The arcadedb server in the repo .mcp.json uses env-var interpolation, so no token is committed (same pattern as the gcp-* entries):

"arcadedb": {
  "type": "http",
  "url": "${ARCADEDB_MCP_URL:-http://localhost:2480/api/v1/mcp}",
  "headers": { "Authorization": "Bearer ${ARCADEDB_MCP_TOKEN}" }
}
Var Purpose
ARCADEDB_MCP_URL MCP endpoint. Defaults to local Docker; set to the Azure ACI instance host for shared Dev.
ARCADEDB_MCP_TOKEN Bearer token from Studio → Security.
ARCADEDB_MCP_BASIC base64(platform_reader:password) for the Basic-auth alternative.
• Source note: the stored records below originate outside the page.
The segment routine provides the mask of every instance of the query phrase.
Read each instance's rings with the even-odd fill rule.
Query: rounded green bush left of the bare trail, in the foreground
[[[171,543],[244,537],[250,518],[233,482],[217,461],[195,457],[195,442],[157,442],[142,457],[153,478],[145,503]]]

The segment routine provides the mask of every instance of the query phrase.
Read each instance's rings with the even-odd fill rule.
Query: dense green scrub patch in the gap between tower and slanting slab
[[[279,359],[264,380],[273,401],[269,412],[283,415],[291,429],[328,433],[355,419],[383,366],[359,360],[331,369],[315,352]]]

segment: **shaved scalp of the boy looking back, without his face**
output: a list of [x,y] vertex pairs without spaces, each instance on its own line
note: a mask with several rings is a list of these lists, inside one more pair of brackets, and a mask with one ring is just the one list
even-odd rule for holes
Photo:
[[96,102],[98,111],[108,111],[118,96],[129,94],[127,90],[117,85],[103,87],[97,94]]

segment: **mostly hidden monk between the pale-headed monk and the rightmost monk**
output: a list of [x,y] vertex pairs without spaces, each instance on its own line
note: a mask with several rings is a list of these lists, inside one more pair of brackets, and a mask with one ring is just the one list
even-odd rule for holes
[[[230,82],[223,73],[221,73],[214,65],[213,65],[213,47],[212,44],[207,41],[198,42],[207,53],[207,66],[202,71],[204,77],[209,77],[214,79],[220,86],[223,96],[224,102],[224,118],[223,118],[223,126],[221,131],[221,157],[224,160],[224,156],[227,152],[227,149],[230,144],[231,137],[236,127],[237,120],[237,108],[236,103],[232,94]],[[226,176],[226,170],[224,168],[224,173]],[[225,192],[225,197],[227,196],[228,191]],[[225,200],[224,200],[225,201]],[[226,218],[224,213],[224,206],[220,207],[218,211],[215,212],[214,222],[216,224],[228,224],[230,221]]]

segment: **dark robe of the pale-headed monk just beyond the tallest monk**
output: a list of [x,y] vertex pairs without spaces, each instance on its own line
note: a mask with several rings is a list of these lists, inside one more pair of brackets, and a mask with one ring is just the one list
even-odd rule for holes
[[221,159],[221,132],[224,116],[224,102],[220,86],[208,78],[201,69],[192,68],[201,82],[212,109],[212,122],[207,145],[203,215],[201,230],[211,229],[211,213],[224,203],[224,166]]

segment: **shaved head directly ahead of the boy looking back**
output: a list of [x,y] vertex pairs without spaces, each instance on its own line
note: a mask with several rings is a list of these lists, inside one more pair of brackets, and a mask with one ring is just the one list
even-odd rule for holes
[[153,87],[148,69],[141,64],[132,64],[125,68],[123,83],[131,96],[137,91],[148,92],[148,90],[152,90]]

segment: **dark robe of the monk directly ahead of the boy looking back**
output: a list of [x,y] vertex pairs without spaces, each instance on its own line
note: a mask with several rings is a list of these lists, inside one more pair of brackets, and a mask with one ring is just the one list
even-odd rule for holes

Swap the header to Basic ${ARCADEDB_MCP_BASIC}.

Treat ARCADEDB_MCP_TOKEN / ARCADEDB_MCP_BASIC like any other ArcadeDB credential: never commit them, inject via a gitignored .env locally or a runtime secret channel, and rotate if printed or shared.

Server-side posture (read-only by default)

Match the platform default and enable MCP read-only. Configure it via Studio (Server > MCP), POST /api/v1/mcp/config, or config/mcp-config.json:

{
  "enabled": true,
  "allowReads": true,
  "allowInsert": false,
  "allowUpdate": false,
  "allowDelete": false,
  "allowSchemaChange": false,
  "allowAdmin": false,
  "allowedUsers": ["platform_reader"]
}

Scope allowedUsers to a service-specific reader (not root), and flip mutation flags only as a deliberate, reviewed change.